Four Courts overhaul plan sets out vision for city-centre ‘legal campus’

Proposals include dedicated Supreme Court building

The Supreme Court: a new master plan recommends an overhaul of the city centre Four Courts site. Photograph: Bryan O’Brien

The Supreme Court: a new master plan recommends an overhaul of the city centre Four Courts site. Photograph: Bryan O’Brien




A newly designed “legal campus” with a landmark Supreme Court building is envisaged in long-term plans for the redevelopment of the Four Courts complex in Dublin.

The master plan recommends an overhaul of the city centre site, including the demolition of at least one building and the centralisation of all civil courts in one location.

Highlighting the “run-down, ad hoc and cramped” environment in the Four Courts, it outlines plans to “enhance and underpin the historic, civic and iconic status” of the site as “the focal point for the administration of justice in Ireland”.

A central feature of the plan is the demolition of the “dated and featureless” Áras Uí Dhálaigh, a red-brick 1980s building in the southwest quadrant of the complex, and the construction in its place of a dedicated Supreme Court building “worthy and reflective of the national and civic status bestowed on it”.

The proposals were first set out in a confidential report submitted to the Department of Justice by the Courts Service, in collaboration with the Office of Public Works, in 2009. It did not proceed any further at that stage, but it is understood plans for the first stage of the scheme are being pursued.

This involves the construction of a new building on a derelict site at Hammond Lane, adjoining the Four Courts, that would house the family courts and the Courts Service headquarters. The Courts Service is currently based in nearby Phoenix House, a privately owned office block it occupies under a long-term lease.

The 2009 document, which roughly coincided with the completion of the Criminal Courts of Justice on Parkgate Street in Dublin, set out a “long-term strategic vision” for a single civil and family courts campus at the Four Courts.

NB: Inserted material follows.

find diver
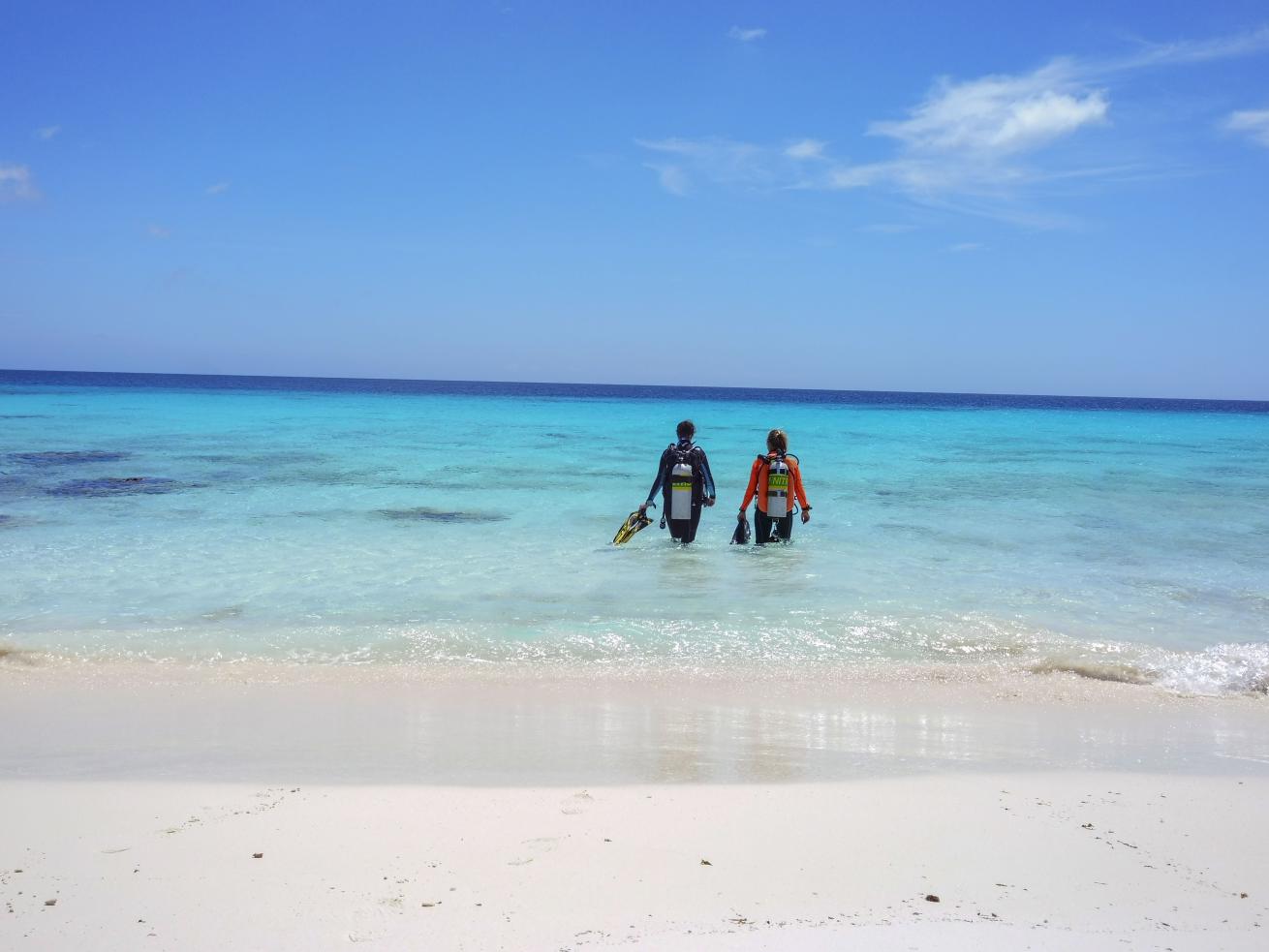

It outlined six options, ranging from retaining the status quo to developing a new campus at an alternative city-centre site, before coming down in favour of centralising all court and court-related functions at the Four Courts and a new facility at Hammond Lane.

“The option would substantially achieve all project objectives, and do so at a cost lower than all alternative realistic options that address the needs comprehensively,” it states. The estimated cost is not included in the copy seen by The Irish Times.

The chief limitations and deficiencies with the current Four Courts complex, the report states, include an insufficient number of courtrooms for current and future volumes of business, the ad-hoc layout and the absence of a single civil and family law office.

It also points to the “poor condition, insufficient scale or in cases total absence” of appropriate space for many court users, including members of the judiciary, staff, lawyers and the public.

The report followed a strategic study by the OPW which examined the scope to develop the Four Courts as a single civil courts complex. That study proposed a new campus-style layout with quads and arcaded links, and where all new buildings would draw their inspiration from the example of the Four Courts building – designed by James Gandon – but in a “contemporary idiom”.